The central nervous system is a vital part of the human physiology that coordinates human activity. It is primarily made up of the brain and the spine. The spinal chord is made up of a bundle of nerve tissue which originates in the brain and branches out to various parts of the body, acting as a conduit to communicate neuronal signals from the brain to the rest of the body, including motor control and sensations. Protecting the spinal chord is the spinal, or vertebral, column. Anatomically, the spinal column is made up of several regions, including the cervical, thoracic, lumbar and sacral regions. The cervical spine is made up of seven vertebrae, and functions to support the weight of the head. The thoracic spine is made up of twelve vertebrae and functions to protect the organs located within the chest. Five vertebrae make up the lumber spine. The lumber spine contains the largest vertebra and functions as the main weight bearing portion of the spine. Located at the base of the spine is the five fused vertebrae known as the sacrum. The coccyx sits at the base of the spinal column and consists of four fused vertebrae.
Each of the vertebrae associated with the various spinal chord regions are made up of a vertebral body, a posterior arch, and transverse processes.
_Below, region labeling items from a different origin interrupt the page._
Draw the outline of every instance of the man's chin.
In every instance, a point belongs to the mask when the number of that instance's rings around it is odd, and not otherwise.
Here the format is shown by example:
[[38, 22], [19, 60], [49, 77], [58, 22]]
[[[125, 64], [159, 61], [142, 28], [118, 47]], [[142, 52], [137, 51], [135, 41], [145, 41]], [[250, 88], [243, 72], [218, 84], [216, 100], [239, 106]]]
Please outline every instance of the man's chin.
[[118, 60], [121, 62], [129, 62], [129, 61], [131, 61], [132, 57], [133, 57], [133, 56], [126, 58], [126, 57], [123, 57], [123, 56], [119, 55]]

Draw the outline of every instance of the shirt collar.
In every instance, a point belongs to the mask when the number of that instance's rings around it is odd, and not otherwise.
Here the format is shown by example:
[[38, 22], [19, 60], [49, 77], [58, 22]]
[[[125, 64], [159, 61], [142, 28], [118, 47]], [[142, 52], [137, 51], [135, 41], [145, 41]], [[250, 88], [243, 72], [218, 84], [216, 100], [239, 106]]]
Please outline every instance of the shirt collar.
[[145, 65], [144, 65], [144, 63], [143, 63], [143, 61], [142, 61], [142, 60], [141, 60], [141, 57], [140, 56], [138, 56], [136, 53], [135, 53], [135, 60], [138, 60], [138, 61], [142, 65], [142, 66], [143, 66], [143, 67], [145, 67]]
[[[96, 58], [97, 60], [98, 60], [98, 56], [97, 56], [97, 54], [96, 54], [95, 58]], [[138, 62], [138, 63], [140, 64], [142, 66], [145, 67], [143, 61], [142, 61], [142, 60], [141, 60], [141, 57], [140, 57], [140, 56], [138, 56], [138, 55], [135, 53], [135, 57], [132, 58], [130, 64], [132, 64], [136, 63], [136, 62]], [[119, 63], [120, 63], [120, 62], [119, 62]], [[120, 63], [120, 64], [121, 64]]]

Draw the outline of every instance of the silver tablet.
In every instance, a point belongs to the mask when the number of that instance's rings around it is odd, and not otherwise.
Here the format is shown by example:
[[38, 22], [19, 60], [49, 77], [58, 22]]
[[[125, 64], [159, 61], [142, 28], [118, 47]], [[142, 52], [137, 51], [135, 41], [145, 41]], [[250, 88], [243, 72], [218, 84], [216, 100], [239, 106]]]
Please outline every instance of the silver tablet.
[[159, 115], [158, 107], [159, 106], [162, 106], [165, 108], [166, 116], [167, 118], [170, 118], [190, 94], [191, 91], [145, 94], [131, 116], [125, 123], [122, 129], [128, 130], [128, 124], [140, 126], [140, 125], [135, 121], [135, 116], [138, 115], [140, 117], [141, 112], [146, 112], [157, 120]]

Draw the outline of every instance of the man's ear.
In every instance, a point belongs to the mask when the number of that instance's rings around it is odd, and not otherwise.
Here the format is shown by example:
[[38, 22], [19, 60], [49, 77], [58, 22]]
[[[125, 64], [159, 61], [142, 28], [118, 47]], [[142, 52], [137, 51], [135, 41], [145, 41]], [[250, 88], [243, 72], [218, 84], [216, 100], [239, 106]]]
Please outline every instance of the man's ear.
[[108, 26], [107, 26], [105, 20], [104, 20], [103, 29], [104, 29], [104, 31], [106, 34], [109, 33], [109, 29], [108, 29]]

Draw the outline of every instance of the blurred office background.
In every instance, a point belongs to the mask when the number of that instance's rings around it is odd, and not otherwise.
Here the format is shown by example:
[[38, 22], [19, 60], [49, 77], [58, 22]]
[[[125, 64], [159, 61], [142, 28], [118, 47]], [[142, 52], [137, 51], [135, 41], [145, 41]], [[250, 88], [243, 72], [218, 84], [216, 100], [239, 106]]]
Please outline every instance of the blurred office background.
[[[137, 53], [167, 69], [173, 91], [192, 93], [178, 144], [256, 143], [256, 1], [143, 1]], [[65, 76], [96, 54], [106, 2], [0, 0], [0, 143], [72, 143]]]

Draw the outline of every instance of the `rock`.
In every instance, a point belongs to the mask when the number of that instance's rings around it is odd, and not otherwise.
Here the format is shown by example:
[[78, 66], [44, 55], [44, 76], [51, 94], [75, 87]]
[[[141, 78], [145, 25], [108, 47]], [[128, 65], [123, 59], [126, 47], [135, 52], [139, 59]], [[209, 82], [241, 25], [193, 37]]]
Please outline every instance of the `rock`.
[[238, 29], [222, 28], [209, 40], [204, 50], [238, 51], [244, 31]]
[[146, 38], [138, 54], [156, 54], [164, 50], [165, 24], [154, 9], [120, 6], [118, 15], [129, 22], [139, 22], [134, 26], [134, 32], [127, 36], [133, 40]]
The vertebral body, often described as having a drum-like shape, is designed to bear weight and withstand compression or loading. In between the vertebral bodies is the intervertebral disc. The intervertebral disc is filled with a soft, gelatinous-like substance which helps cushion the spine against various movements and can be the source of various diseases. The posterior arch of the vertebrae is made up of the lamina, pedicles and facet joints. Transverse processes extend outwardly from the vertebrae and provide the means for muscle and ligament attachment, which aid in movement and stabilization of the vertebra.
While most people have fully functional spinal chords, it is not uncommon for individuals to suffer some type of spinal ailment, including degenerative spine disease, spinal trauma, spinal tumors, or spinal chord/vertebral column abnormalities. Spinal fractures, or vertebra compression fractures, occur when one the bones of the spinal column fractures. Such an event is often accompanied by sudden onset of pain in the back which intensifies when sitting or standing and decreases when lying down. The pain associated with vertebra compression fractures can be strong enough to limit the activities a person can undertake, thereby reducing the overall quality of life of the individual. When the bone breaks, it often cracks and collapses, thereby becoming compressed. Typical bones in the skeleton system, such as long bones of the leg, which must be capable of handling rigorous movement, are more dense and rigid as compared to bones of the spinal system. The bones of the spinal chord, however, are less dense than other bones and contain spongy, soft bone areas, allowing the body to move in certain manners, such as bending and twisting. While these bones allow for such motions, they are more susceptible to fractures.
Vertebra compression fractures often result from physical injury or trauma. Various other conditions, such as osteoporosis and long term drug usage, including steroid usage, can make bones more fragile and therefore more prone to fractures. In addition, cancer, such as those that occur in the bone, i.e. multiple myeloma, and those that do not occur in the bone but metastasize and spread to the bone, i.e. breast or prostate cancer, weaken bone structure resulting in increased risk for vertebra compression fractures. Spinal fractures that are not properly treated can result in serious medical conditions, such as kyphosis (forward curvature of the spine) or dowager's hump. While the actual fracture may lessen in pain severity over time as the fracture heals, spinal fractures that are not treated, typically through surgical intervention, result in the bone healing in the fractured, collapsed position. A fracture that remains deformed, therefore, can shorten the spine and push it forward, thereby adversely affecting the alignment of the spine.